Just this past month or so, Revell reissued two very different Essex-carrier kits.  The one labeled Hornet is the old, 1/540 Revell version, with a few extra parts (including an Apollo space capsule) that were added for a reissue shortly after the 1969 moon landing.  The one labeled Shangri La is the old 1/500 Renwal one.  As GMorrison noted earlier, the scale of the Shangri La is about 10% larger.  In terms of aftermarket parts, that may or may not make much of a difference - depending on the part and the individual modeler's judgment.

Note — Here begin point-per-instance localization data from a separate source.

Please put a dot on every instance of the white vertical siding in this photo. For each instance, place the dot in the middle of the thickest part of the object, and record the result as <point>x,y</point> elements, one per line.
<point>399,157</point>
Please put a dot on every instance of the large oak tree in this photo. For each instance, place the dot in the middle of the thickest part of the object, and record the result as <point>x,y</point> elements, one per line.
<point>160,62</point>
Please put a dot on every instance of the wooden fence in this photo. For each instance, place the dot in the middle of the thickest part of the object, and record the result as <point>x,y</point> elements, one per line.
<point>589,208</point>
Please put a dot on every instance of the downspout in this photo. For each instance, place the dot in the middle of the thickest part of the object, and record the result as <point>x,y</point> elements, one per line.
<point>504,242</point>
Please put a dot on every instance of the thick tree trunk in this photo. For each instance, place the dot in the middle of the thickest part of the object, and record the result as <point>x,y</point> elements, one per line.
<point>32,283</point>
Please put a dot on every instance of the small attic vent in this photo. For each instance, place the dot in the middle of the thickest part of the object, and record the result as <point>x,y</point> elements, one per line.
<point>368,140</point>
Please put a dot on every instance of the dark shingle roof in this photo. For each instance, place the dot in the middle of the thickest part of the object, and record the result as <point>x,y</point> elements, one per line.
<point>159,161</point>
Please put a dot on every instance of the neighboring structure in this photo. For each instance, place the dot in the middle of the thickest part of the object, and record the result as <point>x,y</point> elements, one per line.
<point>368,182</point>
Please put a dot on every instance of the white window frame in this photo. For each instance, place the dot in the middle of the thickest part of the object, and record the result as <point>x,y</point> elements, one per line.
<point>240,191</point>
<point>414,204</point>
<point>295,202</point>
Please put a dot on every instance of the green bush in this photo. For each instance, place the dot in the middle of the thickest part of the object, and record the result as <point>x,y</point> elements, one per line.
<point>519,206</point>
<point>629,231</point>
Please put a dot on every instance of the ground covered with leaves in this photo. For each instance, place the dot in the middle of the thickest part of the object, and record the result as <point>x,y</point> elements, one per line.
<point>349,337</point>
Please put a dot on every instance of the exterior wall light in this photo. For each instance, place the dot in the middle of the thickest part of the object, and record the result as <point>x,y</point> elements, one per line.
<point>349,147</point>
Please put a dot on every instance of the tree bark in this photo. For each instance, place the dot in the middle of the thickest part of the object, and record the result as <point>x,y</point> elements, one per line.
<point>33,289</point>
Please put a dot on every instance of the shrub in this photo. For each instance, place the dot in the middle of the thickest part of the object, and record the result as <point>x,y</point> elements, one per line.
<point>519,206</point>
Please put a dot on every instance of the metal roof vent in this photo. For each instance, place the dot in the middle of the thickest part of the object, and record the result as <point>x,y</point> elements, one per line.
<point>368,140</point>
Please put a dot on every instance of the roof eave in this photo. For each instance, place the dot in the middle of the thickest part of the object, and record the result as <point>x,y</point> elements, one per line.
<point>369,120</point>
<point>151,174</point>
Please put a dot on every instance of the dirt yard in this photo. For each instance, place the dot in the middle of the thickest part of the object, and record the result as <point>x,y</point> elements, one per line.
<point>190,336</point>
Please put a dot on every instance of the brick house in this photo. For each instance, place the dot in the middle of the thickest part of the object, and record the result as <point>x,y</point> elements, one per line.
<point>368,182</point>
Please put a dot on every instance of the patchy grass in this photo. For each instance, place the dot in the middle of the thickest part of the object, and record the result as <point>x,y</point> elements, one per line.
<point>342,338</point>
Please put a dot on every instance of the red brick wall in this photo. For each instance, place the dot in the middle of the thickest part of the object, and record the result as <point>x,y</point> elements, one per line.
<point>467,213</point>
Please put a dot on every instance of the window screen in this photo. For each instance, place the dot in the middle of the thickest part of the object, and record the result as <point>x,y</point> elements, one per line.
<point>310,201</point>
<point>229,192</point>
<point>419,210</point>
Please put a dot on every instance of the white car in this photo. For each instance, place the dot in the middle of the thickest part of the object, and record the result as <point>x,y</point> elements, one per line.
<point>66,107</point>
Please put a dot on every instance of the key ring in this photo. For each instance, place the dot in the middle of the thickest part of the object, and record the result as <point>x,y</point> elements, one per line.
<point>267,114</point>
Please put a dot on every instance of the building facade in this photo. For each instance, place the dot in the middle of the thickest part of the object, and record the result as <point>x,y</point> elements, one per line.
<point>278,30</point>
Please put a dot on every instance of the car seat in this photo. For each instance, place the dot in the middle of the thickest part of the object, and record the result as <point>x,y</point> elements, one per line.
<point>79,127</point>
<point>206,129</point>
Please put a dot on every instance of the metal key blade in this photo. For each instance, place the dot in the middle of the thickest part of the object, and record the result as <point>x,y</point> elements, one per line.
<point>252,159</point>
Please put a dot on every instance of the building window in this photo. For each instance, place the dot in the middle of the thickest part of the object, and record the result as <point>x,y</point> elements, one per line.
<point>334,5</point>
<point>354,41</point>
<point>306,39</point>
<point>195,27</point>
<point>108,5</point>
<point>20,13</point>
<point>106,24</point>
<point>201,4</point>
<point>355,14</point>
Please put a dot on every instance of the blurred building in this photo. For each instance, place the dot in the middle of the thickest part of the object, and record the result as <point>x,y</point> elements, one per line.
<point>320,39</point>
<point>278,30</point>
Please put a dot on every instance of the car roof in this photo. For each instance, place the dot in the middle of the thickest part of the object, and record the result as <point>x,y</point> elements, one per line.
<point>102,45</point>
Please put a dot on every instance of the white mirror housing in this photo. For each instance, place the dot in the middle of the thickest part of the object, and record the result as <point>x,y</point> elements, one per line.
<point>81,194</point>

Personally, I'm glad those old Renwal kits are back.  The military kits were great.  (One exception:  the included figures, which were some of the awfullest, zombie-like humanoids ever put in plastic kit boxes.)  I'd also like to see the nice little 1/48 classic cars (each with its own clear plastic case) again.  And who can forget the Visible Man - and the Visible Woman (with optional parts to make her pregnant)? 

What I don't particularly want to see is the resurrection of the "AeroSkin" airplanes.  Old timers will remember those WWI, pre-WWI, and '20s kits.  They came with pre-printed "fabric," and the styrene parts featured wing and fuselage ribs molded in relief.  The modeler stuck the paper to the styrene parts with a bottle of cement that came with the kit.  (I think it was the same as Testor's bottle formula - mostly carbon tetrachloride.)  The problem was that as the glue dried it distorted the plastic parts; your Sopwith Camel might look great in the beginning, but after a week or so its wings would warp into an arc of a circle.  Ah, memories....


Youth, talent, hard work, and enthusiasm are no match for old age and treachery.